Pull the ramekins out of the freezer, and layer on the strawberry mousse followed by the whipped cream. Alternatively, trace a knife around the crust and gently tap the bottom until the crust can be removed, and structure the strawberry and cream on top for a free form experience out of the ramekin (pictured).


Our original cocktail, the Nostalgia, Ultra, is a sweet and smoky, spirit-forward cocktail with brandy and bourbon exposing all corners of the tongue to a light and warm experience. Combine 1.5 oz bourbon, .5 oz brandy, .5oz vermouth, a splash of Aperol, a dash Angostura bitters, and a splash of lemon juice into a mixing glass with ice. Garnish with a Luxardo cherry and serve in a coupe glass. Optional: add the glass to a smoking apparatus and smoke with cherry wood.


This leads to an herbal, smooth, and powerful cocktail with and tastefully sweet and smoky finish.


 

The Experience


Despite our inevitable quest to explore, understand, and conquer, there are still pockets of our existence that we do not, nor are even considerably close to understanding. The deep sea or the boundaries of space being two, both protected from our reaches by distance and nature. But the most intimate and immediate to us, one that dictates every shred of who we are, one that is equally if not more unfathomable to comprehend, is our own mind.


While we may never be able to prove the mystery of consciousness or what emotions and intelligence truly are, an area that we are excitedly learning more and more about is the power of dreams. Dreams help us store important memories, often with slivers of experiences manifesting themselves in the mosaic of our deepest thoughts. Dreams help us sort through problems, giving us a consequence-free dress rehearsal to face our fears. Dreams help us heal, sponging the pain and grief away from past traumas to help us reset our emotions and give us a fighting chance at turning a new leaf each morning.


What Frank Ocean does on Blonde is stimulate the remedial benefits of dream without the need to ever close our eyes. This is how we leave the album feeling more calmer and more at peace with ourselves and our place in the universe. His album is a master class on oneiric theory through his control of musical form. Ocean summons not just moments that we all relate to (“Sweet 16, how was I supposed to know anything”, “Tyler slept on my sofa Yeah, n***** go back that far”), but more importantly, feelings (“we got so familiar”, "it's hell on Earth and the city's on fire, inhale, in hell there's heaven", “I know you gotta leave, take down some summertime”), that pluck at the softest parts of our memories and relieve the stress wound tightly in our nerves. The ethereal production and vocal shapeshifting create such sensory deprivation that allow us to leave our heads for a few minutes.

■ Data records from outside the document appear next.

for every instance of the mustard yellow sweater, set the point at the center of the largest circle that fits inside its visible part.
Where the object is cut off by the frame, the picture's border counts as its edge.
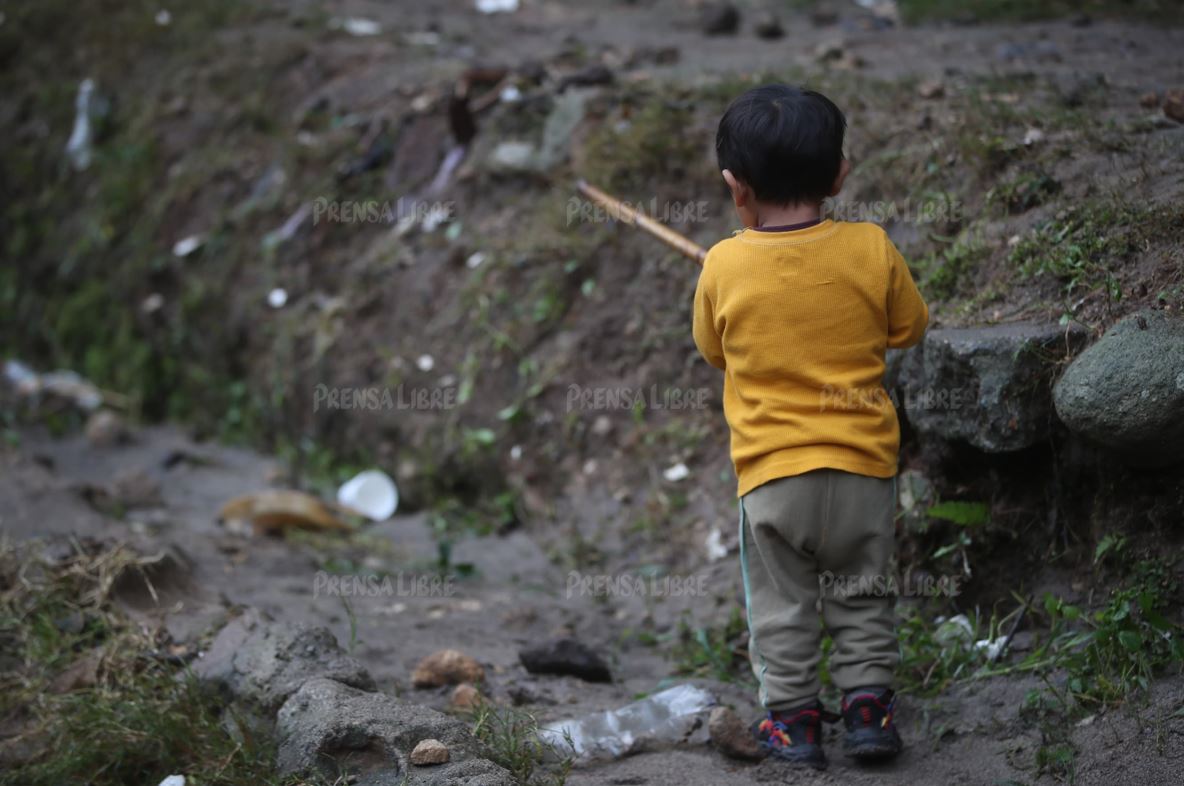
(799, 321)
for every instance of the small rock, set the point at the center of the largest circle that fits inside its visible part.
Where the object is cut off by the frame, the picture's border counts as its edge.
(465, 696)
(332, 729)
(136, 489)
(105, 429)
(1126, 391)
(264, 663)
(565, 656)
(1173, 104)
(769, 26)
(602, 426)
(719, 19)
(731, 735)
(931, 89)
(429, 752)
(446, 668)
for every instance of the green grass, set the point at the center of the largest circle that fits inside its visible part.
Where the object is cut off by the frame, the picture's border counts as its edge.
(143, 717)
(512, 740)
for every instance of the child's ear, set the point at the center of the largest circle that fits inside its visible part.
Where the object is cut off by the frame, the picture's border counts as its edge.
(844, 168)
(740, 193)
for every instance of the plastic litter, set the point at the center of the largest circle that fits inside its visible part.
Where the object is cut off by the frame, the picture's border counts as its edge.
(355, 26)
(372, 494)
(185, 246)
(715, 547)
(496, 6)
(79, 147)
(668, 717)
(65, 385)
(676, 472)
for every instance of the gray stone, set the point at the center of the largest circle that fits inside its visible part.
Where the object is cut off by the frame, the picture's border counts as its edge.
(988, 386)
(1126, 391)
(263, 663)
(333, 729)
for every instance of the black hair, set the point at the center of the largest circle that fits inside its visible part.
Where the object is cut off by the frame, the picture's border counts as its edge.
(784, 142)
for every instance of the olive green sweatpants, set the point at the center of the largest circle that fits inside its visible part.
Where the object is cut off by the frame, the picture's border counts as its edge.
(824, 538)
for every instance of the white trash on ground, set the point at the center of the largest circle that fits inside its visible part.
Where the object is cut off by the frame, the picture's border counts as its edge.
(372, 494)
(668, 717)
(79, 147)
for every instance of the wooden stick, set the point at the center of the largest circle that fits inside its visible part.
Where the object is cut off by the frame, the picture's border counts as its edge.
(625, 213)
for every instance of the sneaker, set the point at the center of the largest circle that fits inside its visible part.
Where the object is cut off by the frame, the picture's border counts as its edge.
(870, 732)
(793, 735)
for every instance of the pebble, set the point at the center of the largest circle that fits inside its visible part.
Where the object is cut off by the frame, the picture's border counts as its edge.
(429, 752)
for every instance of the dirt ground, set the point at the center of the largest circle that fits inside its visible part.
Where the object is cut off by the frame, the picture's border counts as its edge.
(580, 490)
(972, 734)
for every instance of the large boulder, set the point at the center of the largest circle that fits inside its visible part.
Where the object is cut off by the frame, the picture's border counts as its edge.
(1126, 391)
(988, 386)
(333, 729)
(262, 663)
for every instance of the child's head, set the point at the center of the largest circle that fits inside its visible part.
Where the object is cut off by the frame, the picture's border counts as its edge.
(780, 146)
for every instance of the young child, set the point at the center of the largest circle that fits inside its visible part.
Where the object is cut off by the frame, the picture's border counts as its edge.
(798, 311)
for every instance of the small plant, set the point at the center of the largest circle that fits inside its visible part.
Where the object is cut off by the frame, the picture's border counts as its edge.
(712, 651)
(512, 738)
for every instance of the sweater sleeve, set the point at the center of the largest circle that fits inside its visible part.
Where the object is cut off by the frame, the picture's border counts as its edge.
(707, 339)
(907, 313)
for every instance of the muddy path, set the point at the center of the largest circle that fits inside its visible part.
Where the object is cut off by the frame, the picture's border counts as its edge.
(513, 597)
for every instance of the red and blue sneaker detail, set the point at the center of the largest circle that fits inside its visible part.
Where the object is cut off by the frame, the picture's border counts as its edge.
(793, 735)
(872, 733)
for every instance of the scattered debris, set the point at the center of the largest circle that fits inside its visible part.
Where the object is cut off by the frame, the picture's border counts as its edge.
(326, 728)
(287, 231)
(63, 385)
(272, 510)
(715, 548)
(446, 668)
(371, 494)
(565, 657)
(719, 19)
(731, 736)
(105, 429)
(79, 148)
(185, 246)
(931, 89)
(676, 472)
(496, 6)
(669, 716)
(262, 662)
(429, 752)
(1033, 136)
(355, 26)
(769, 26)
(464, 696)
(1173, 105)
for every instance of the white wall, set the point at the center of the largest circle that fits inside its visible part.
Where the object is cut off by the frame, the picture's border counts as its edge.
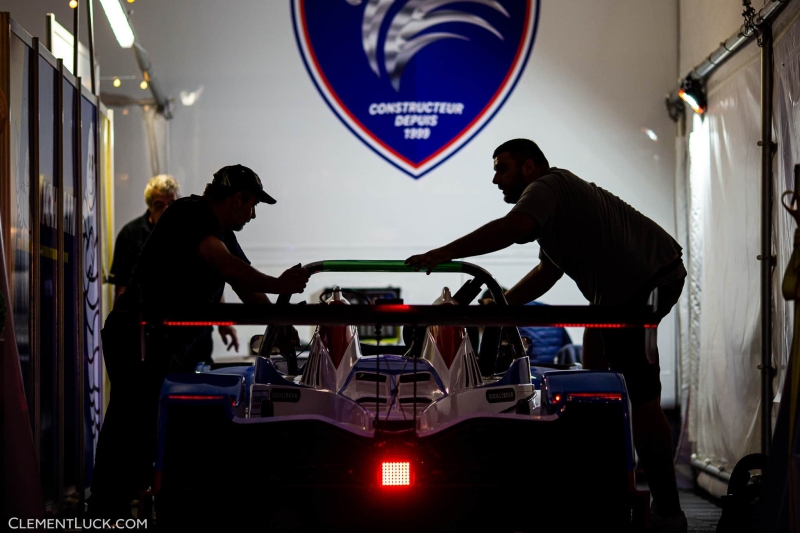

Through our meal, we are transformed by taste and feeling, with textures of the cumulus magenta skies above us or the steady ground below. Each bite helps us keep up with the highs and low Ocean recounts, never failing to accompany his fantastical journey without a sailboat to drift on along with. The haziness of our cocktail challenges the nuance of flavour and contributes to the relaxation and dilution of our fears.


Like a dream, we heal from this experience. We feel cleansed. And we feel supported, recognized, acknowledged by a presence as close to us yet diving and celestial as our angels watching over us. Listening to Blonde helps us escape and come back to a world slightly more kind – not only from our surroundings but from ourselves.